For a taker, this buys four things:

  • Execution-time pricing. The venue is chosen against the state the trade actually executes in. If a maker update lands earlier in the same block, the swap prices against it automatically — no stale commitment.
  • Best-of-all-venues with one integration. A single call covers every whitelisted pAMM and the CFMM fallback; new venues are picked up as they are listed, with no integrator-side changes.
  • Fail-safe fills. The fallback acts as an execution-time safety net, turning "the maker moved" from a revert into a slightly different fill.
  • Trust-minimized accounting. Slippage and deadline guarantees are enforced by the router from observed balance changes, not by the venues.

Choosing venues

The default swap considers the whole whitelist, but callers can narrow it:

  • Pin a single venue — execute through exactly that venue, with the Uniswap V3 fallback still applying if it cannot fill.
  • Restrict to a subset — the on-chain requote runs across only the listed venues and the best one fills.

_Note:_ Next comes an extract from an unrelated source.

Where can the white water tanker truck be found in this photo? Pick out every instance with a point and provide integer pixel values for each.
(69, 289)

Every swap entrypoint also has a frontend-fee variant that skims a basis-point fee from the output token to a caller-specified recipient, for integrators monetizing order flow. amountOutMin remains the net minimum the user receives after the fee.

Quoting

The quote functions mirror the swap ones: best across all venues, a single venue, or a subset. Two things to know:

  • Quotes are simulations, not views. Some venues can only be priced by simulating a real swap and reverting with the result, so the quote functions are nonpayable and must be called through eth_call, where the simulated state is rolled back automatically.
  • Accurate quotes need maker state. pAMM liquidity is driven by off-chain quote streams; a plain eth_call sees only the last update committed on-chain. To quote what would actually execute, the call must carry the maker state overrides as its state override set.

The SDKs handle both automatically — quotes go through eth_call with fresh overrides applied, sourced from a stream (OverridesWsSource) or an on-demand snapshot (OverridesRpcSource).

Safety and operations

The venue whitelist, the fallback configuration, and every other administrative surface sit behind an access manager with role-specific timelocks, so any change is publicly queued on-chain before it takes effect. Swaps can be paused instantly as a circuit breaker — quoting remains callable while paused. The Uniswap V3 fallback prices each pair at a contract-resolved fee tier (a per-pair override or a global default), so callers never supply one.

Using it

The TypeScript and Rust SDKs wrap the full surface — quoting with fresh overrides, swap construction, venue selection, and result decoding:

Integrators that prefer to call the contract directly can encode against the IPropAMMRouter interface; the SDK quote and swap pages document the semantics shared by both paths.